Whole Exome Variant Annotations

Anushka Sinha

Hi everyone,

I’m working with UKB whole exome sequencing data and using the provided snpEff annotations in the helper files, but I noticed they don’t include amino acid changes for the variants.

Has anyone found a way to extract this information from the existing UKB annotations, or would re-annotating with VEP/ANNOVAR be necessary? Any advice on the best approach would be appreciated!

Thanks!

Comments

4 comments

  • Comment author
    Dr. Mc. Ninja

    Short answer

    The “helper” tables that UK Biobank distribute with the WES VCFs intentionally keep only the minimal ANN/ CSQ columns that are needed for most high-level filtering. UKB ran snpEff v5 with the -noProtein flag, so the ANN field in the VCF (and the tab-delimited helper files that are derived from it) stop at the CDS_position column and never include the Amino_acids / HGVSp tokens.
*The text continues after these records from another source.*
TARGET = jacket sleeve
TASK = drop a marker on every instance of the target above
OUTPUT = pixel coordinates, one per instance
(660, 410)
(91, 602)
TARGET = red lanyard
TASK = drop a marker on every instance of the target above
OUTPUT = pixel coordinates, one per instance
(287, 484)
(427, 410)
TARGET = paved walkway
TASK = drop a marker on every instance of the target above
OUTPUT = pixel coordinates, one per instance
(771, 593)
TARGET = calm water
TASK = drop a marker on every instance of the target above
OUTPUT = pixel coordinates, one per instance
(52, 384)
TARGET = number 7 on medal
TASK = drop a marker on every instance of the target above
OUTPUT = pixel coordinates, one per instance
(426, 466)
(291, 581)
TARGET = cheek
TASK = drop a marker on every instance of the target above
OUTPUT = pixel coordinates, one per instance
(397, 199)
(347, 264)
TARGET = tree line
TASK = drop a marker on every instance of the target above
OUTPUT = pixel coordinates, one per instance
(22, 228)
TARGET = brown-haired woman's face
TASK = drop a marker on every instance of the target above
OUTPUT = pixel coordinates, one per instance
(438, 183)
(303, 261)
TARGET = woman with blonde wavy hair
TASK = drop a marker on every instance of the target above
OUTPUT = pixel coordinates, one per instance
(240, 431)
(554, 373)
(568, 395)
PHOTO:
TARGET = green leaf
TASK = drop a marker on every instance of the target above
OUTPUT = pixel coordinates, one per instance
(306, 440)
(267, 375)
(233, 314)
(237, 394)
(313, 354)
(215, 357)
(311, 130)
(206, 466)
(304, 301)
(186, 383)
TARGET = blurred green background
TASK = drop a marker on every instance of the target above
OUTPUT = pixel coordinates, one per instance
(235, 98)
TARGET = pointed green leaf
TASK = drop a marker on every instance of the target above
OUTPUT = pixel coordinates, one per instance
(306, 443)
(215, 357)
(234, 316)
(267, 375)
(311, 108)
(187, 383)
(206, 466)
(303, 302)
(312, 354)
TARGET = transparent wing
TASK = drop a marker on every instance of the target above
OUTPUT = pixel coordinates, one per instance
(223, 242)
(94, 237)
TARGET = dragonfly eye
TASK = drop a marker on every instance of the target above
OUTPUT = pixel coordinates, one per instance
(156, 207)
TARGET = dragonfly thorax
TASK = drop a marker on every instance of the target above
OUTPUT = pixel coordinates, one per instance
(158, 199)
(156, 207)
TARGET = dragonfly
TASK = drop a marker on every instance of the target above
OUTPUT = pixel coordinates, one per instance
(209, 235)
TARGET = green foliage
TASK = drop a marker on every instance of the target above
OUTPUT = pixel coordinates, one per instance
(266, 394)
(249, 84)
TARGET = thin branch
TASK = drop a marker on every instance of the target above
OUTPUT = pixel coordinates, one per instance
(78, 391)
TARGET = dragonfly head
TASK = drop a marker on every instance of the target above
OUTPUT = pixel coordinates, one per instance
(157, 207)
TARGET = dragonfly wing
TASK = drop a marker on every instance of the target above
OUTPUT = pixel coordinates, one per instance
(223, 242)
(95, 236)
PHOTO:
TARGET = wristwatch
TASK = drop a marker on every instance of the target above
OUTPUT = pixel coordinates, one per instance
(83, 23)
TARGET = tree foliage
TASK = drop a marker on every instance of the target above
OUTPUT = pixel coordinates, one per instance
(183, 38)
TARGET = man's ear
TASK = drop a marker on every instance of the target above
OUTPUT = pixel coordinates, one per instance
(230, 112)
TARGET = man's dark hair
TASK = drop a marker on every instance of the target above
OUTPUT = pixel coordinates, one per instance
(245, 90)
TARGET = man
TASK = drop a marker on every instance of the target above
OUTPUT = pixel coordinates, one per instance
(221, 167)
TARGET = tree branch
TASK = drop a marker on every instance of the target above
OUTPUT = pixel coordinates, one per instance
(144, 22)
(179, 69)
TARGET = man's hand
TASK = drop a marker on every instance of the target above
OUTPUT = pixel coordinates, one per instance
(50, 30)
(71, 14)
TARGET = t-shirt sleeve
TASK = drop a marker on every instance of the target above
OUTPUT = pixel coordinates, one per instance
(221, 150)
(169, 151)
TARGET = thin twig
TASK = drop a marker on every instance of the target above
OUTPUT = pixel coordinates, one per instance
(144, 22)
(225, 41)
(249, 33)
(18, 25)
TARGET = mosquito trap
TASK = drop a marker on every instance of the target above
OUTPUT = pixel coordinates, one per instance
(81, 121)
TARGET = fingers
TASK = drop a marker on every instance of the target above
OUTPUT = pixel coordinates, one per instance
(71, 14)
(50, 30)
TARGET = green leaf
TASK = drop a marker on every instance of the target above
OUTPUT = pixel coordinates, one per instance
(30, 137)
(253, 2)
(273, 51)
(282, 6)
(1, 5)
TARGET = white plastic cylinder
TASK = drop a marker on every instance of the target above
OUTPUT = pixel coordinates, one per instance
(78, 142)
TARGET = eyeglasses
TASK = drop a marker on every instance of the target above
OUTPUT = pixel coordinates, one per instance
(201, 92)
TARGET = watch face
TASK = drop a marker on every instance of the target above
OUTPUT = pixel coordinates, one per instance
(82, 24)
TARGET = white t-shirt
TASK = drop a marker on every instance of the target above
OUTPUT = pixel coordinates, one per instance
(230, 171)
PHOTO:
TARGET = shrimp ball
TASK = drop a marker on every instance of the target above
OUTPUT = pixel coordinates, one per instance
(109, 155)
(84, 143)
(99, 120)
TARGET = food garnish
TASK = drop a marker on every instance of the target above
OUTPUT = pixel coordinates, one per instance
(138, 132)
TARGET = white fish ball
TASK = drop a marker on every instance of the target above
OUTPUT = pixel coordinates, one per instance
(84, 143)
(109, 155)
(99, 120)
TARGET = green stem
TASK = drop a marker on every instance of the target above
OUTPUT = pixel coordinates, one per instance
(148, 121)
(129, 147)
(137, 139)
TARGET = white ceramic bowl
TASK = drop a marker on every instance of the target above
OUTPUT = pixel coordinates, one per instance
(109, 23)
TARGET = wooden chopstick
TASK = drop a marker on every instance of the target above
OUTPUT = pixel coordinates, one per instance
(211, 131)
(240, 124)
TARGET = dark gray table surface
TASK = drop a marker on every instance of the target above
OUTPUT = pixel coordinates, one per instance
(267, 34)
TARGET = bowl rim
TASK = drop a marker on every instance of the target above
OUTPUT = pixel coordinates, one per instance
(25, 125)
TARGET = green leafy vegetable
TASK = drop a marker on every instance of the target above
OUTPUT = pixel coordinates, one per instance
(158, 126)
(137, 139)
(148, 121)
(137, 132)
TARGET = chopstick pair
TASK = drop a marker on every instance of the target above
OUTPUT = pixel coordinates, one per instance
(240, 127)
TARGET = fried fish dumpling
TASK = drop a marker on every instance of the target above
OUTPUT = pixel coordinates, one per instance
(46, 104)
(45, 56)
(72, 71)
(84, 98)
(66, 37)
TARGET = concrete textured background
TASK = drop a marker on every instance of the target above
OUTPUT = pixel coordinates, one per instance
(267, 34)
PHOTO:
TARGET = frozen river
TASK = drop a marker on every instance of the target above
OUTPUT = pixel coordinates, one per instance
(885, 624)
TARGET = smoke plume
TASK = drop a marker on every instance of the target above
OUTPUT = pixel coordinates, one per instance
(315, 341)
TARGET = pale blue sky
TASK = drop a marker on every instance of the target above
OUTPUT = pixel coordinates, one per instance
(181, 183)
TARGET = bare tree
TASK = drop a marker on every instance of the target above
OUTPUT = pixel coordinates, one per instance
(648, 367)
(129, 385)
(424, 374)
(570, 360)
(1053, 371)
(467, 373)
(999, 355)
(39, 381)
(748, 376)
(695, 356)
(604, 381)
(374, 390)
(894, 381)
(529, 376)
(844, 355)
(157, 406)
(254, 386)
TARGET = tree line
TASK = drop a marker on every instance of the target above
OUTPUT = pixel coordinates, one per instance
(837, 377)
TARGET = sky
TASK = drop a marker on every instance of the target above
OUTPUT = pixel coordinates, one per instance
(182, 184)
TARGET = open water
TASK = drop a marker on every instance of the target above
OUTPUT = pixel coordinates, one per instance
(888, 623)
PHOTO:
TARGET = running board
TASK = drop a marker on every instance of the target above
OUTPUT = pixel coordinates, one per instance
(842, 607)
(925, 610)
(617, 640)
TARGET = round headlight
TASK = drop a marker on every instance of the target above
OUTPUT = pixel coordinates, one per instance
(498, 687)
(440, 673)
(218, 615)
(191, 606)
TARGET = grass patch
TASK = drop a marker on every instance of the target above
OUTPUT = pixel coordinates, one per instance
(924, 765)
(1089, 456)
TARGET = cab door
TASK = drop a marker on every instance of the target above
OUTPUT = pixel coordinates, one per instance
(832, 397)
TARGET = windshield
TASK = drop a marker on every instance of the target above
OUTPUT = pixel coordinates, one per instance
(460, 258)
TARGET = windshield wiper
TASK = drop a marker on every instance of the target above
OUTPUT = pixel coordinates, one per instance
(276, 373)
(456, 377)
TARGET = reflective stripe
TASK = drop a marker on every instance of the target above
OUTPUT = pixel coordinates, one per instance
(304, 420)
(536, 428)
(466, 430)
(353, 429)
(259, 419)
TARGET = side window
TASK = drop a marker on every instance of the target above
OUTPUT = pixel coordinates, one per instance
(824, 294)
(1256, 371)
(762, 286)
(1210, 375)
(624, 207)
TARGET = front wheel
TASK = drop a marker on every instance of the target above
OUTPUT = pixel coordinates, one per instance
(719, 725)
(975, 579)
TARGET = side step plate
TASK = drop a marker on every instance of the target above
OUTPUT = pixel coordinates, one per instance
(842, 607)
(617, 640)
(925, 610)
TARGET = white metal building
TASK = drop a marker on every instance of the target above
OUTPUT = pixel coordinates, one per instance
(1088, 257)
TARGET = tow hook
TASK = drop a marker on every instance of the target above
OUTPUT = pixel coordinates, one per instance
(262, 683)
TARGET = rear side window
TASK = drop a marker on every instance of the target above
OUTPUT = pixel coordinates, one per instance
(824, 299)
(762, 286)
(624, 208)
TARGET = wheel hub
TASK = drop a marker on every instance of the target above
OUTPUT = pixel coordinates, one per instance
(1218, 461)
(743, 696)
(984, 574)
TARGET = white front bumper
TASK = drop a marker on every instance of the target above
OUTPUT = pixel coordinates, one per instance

In other words, the information you want was never written, so it cannot be recovered from those files.
    To obtain amino-acid (protein) changes you therefore have two practical options:

    Option 1:

    1. Re-annotate the VCF yourself with VEP or snpEff

    When it makes sense: You need precise HGVS.p for variant-level QC, burden tests or reporting. • You are comfortable paying ~ £1–3 of compute per chromosome.

    Sketch of the workflow on UKB-RAP:

    1. Spin up a Cloud Workstation or run a WDL/CWL pipeline.
    2. dx download a chromosome-level pVCF to local disk inside the job.
    3. Run, e.g. vep --cache --assembly GRCh38 --everything --offline --vcf (or snpEff -canon -hgvs -fastaRef …).
    4. dx upload the re-annotated VCF (or a stripped-down TSV with the fields you need).

    Option 2:

    2. Re-compute only the protein consequence in a lightweight pass

    When it makes sense: You just need the AA substitution for LoF/Missense filters.

    Sketch of the workflow on UKB-RAP:

    1. Use bcftools +split-vep or a short Python script in a RAP “Swiss-Army-Knife” applet.
    2. Read REF/ALT and the transcript’s CDS FASTA (Ensembl 104, same build UKB used).
    3. Translate in-silico and write a two-column “variant_id → HGVSp” lookup table. This runs in minutes per chromosome.

    Which should you choose?

    • If you only need simple filters such as “is this variant missense/LoF and which codon changes?”, the lightweight translation route is fast and cheap.
    • If you need full HGVS.p notation, SIFT/PolyPhen scores or canonical-transcript selection, re-running a full annotator (VEP or snpEff without -noProtein) is the most robust path, and takes only a few hours on a RAP medium instance.

    Tips for either route

    1. Reuse the reference/assets UKB already ship.
      The FASTA (GRCh38_full_analysis_set_plus_decoy_hla.fa) and GTF (Homo_sapiens.GRCh38.104.gtf) are already in every RAP project under /Bulk/reference_files. Point VEP or snpEff to those to guarantee coordinate compatibility.
    2. Work chromosome-by-chromosome.
      UKB pVCFs are large; processing in 1 GB slices keeps memory and scratch-disk needs modest, letting you stay on mem1_ssd1_v2_x8 (8 vCPU / 16 GB RAM).
    3. Keep the new fields separate.
      Rather than writing a huge replacement VCF, many groups save a four-column TSV:

      chrom pos ref alt   hgvsp
      1     55516888  G   A     p.Gly12Asp
      

      Joining on CHROM-POS-REF-ALT later is trivial with bcftools annotate -a.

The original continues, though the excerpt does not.